/buno

Run custom scripts before and after executing a command.

Primary LanguageJavaScriptMIT LicenseMIT

buno

Buno lets you run custom scripts before and after executing a command.

This is particularly useful for displaying notifications when your build starts, succeeds or fails. These scripts can be .gitignored so that each developer in the team gets to setup his/her notifications the way he/she likes.

Install

npm install buno

Usage

  1. Create a .buno directory:
mkdir .buno
cd .buno
  1. Create your pre/post/error scripts:
echo 'echo Building...' > pre && chmod u+x pre
echo 'echo Build finished.' > post && chmod u+x post
echo 'echo Build error!' > error && chmod u+x error
  1. Prefix your command with buno:
buno <command> [args]

How it Works

  1. buno executes the pre script before running the command if it finds one at .buno/pre.
  2. buno executes the command.
  3. If the command exits with a status code of zero, it executes the post script if it finds one at .buno/post.
  4. If the command exits with a status code of non-zero, it executes the error script if it finds one at .buno/error.
  5. Command's status code is returned as buno's status code.

Note: You can also put your scripts globally in the ~/.buno directory.

Sample

The following sample uses macOS's built-in say command, AnyBar and node-notifier to demonstrate how to use buno:

# .buno/pre

say 'building'
echo -n 'orange' | nc -4u -w0 localhost 1738
notify -t 'My Awesome App' -m 'Building'
# .buno/post

say 'done'
echo -n 'green' | nc -4u -w0 localhost 1738
notify -t 'My Awesome App' -m 'Build finished.'
# .buno/error

say 'you suck at coding. ha ha!'
echo -n 'red' | nc -4u -w0 localhost 1738
notify -t 'My Awesome App' -m 'Build error!'
buno webpack ./entry.js bundle.js

Version History

  • 1.0
    • Initial release.

Author

Soheil Rashidi

Copyright and License

Copyright 2016 Soheil Rashidi

Licensed under the The MIT License (the "License"); you may not use this work except in compliance with the License.
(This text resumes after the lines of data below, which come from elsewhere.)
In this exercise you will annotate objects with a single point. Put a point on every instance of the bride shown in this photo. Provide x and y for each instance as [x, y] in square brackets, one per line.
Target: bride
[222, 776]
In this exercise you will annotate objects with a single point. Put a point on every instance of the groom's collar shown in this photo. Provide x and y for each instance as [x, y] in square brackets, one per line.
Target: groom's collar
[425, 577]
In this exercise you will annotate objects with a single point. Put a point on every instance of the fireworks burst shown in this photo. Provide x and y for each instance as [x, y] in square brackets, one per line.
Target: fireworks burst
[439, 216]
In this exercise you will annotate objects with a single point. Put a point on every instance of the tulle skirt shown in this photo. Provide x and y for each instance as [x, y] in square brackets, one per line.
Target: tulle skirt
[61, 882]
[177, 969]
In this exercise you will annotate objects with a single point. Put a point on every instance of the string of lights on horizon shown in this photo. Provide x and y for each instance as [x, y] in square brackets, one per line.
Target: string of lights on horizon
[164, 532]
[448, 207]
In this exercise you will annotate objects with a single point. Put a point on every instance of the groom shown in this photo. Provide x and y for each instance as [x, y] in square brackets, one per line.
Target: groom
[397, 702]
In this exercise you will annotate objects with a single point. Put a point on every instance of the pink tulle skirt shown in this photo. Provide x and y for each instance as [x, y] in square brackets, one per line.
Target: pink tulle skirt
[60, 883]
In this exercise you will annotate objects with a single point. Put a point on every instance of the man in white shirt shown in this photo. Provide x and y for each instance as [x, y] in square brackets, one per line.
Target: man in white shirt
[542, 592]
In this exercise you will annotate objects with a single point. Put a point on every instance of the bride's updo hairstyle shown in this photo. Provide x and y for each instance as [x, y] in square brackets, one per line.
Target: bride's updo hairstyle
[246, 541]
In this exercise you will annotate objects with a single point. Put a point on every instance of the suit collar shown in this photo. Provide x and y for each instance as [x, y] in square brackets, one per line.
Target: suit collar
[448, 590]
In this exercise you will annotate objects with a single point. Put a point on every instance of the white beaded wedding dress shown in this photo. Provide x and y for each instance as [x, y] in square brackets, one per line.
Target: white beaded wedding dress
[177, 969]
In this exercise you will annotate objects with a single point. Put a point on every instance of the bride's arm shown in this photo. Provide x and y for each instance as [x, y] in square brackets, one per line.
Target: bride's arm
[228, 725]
You may obtain a copy of the License in the LICENSE file, or at:

http://www.opensource.org/licenses/mit-license.php

Unless required by applicable law or agreed to in writing, software distributed under the License is distributed on an "AS IS" BASIS, WITHOUT WARRANTIES OR CONDITIONS OF ANY KIND, either express or implied. See the License for the specific language governing permissions and limitations under the License.